Crossing LGDs on non-LGD breeds is always frowned upon - and a very bad and unprofessional practice.  The American Sheep Industry has come out against it some time ago and it was also part of my writing for their Loss Prevention Manuals for their Working Dog Liability Insurance Program.

The author lifted much of his material from sources I recognize, but that's to be expected I guess.

The "Livestock Guardian Dogs Association" has really not ever existed and was a "title" affiliated with the people behind an LGD website that is old with very dated material on it.

But its a good overview of LGDs, and the end comment about them being a wreck of not treated seriously as the commitment and work they can be, is very true.  They are not for everyone nor do they suit every situation. Some folks are better off investing in good fences and other less time consuming predator deterrents that don't eat dog food and require vet bills and proactive health care and training and time…lots of time!


----------



## babsbag (Aug 2, 2017)

BrendaMNgri said:


> But its a good overview of LGDs, and the end comment about them being a wreck of not treated seriously as the commitment and work they can be, is very true. They are not for everyone nor do they suit every situation. Some folks are better off investing in good fences and other less time consuming predator deterrents that don't eat dog food and require vet bills and proactive health care and training and time…lots of time!

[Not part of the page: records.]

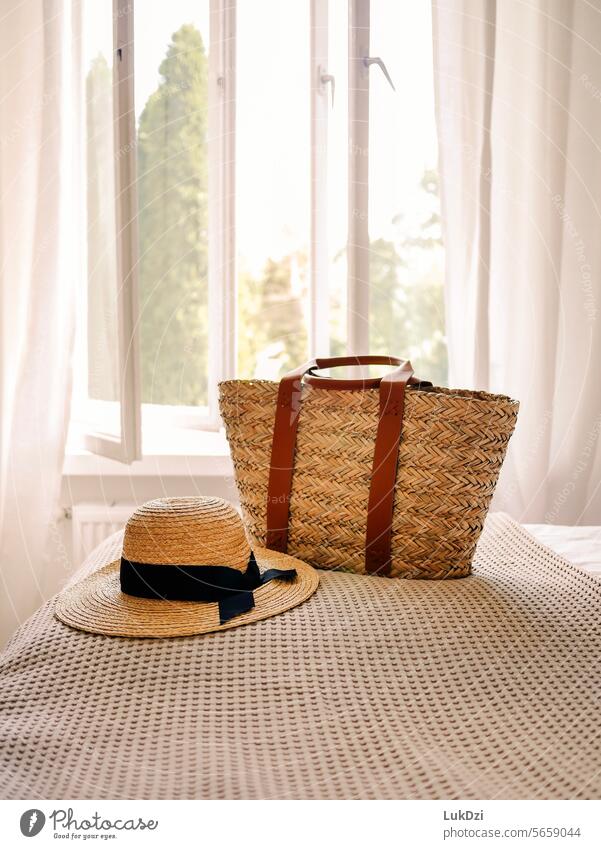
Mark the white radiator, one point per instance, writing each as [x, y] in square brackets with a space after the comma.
[93, 523]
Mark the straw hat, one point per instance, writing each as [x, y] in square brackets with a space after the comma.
[186, 568]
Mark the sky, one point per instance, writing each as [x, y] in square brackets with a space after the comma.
[273, 142]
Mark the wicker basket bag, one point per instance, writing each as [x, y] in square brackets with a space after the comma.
[388, 476]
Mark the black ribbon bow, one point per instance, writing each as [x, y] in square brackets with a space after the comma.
[230, 589]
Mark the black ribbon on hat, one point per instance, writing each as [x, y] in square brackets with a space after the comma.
[231, 589]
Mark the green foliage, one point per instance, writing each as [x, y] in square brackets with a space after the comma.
[407, 289]
[173, 204]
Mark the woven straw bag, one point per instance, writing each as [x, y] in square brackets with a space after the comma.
[388, 476]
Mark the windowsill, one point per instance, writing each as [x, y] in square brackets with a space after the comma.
[178, 452]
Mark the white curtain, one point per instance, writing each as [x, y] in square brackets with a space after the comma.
[518, 89]
[36, 296]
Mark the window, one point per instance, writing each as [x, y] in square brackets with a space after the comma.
[261, 188]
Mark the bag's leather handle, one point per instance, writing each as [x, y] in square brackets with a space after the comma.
[381, 495]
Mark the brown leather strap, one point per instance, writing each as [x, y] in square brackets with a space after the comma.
[381, 495]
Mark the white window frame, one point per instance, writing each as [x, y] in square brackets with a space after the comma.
[222, 285]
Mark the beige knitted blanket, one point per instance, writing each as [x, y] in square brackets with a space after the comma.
[485, 687]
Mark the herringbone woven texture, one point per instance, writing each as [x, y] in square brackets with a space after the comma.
[452, 447]
[372, 689]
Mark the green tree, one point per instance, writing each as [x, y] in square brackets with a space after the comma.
[173, 215]
[407, 288]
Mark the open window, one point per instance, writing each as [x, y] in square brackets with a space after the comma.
[261, 187]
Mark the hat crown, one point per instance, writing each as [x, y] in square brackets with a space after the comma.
[193, 531]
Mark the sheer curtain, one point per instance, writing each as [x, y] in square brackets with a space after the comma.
[36, 295]
[518, 88]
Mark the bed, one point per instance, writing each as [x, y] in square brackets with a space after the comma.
[485, 687]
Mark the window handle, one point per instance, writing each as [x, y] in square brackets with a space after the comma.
[327, 79]
[375, 60]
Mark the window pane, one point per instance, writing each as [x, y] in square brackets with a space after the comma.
[171, 61]
[406, 253]
[338, 176]
[272, 184]
[101, 351]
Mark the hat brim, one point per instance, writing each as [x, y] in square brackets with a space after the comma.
[97, 605]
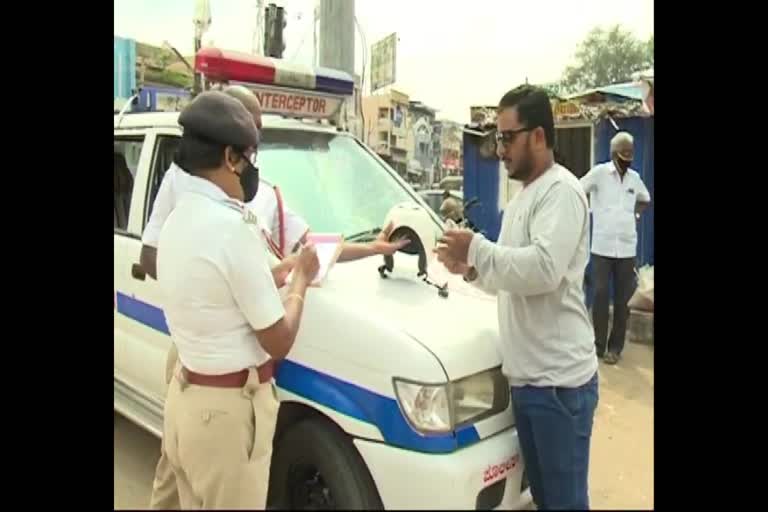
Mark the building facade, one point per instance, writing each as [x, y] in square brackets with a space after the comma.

I agree 100%. I am very happy with my dogs and honestly can't imagine my life without them, but I got lucky when I got my first dog.  When I  moved to the country I was terrified of being here alone, outside, at night. My husband is gone all week so I made darn sure I was home and chores done before dark. Then came kidding season and it was all I could do to walk the 200' to the barn. I hated not having fences where I could see my boundaries and it wasn't wild life I was afraid of, it was people. 

After two years of raising goats I convinced DH that I needed an LGD. We had good fences for the goats and hot wire top and bottom, in and out. But I was still terrified that the coyotes I heard around me every night were going to get in. DH finally agreed to the dog (he had heard the constant barking stories) and I got a 4 month old pup that had never been handled other than for shots. Well it took me about a week and fortunately that puppy really wanted to be loved on and she became an instant soul mate. I did not know that she might chase goats so at 4 months she started living with the goats and to my knowledge never chased a one. And she doesn't bark needlessly. She is truly the best dog ever for a first time LGD owner; I was lucky.  And my life changed.  I felt safe outside, I knew that if Sigueme wasn't barking I was ok. Having her completely changed the way I lived my life and I could come and go about my land with no concerns, truly a life changer.  A few months later I got a male pup and he barked at the sun, the moon, the stars, the wind, you name it. The neighbors hated him, my husband hated that the neighbors complained and DH and I had many an argument over dogs but I knew that I would never be without an LGD while raising livestock.  Unfortunately we had to put Buddy down when he was about 2 yrs old. The LGDs that I have now only bark when needed.

Fences are great, and dogs are a lot of work, but they do a job that a fence can't do.


----------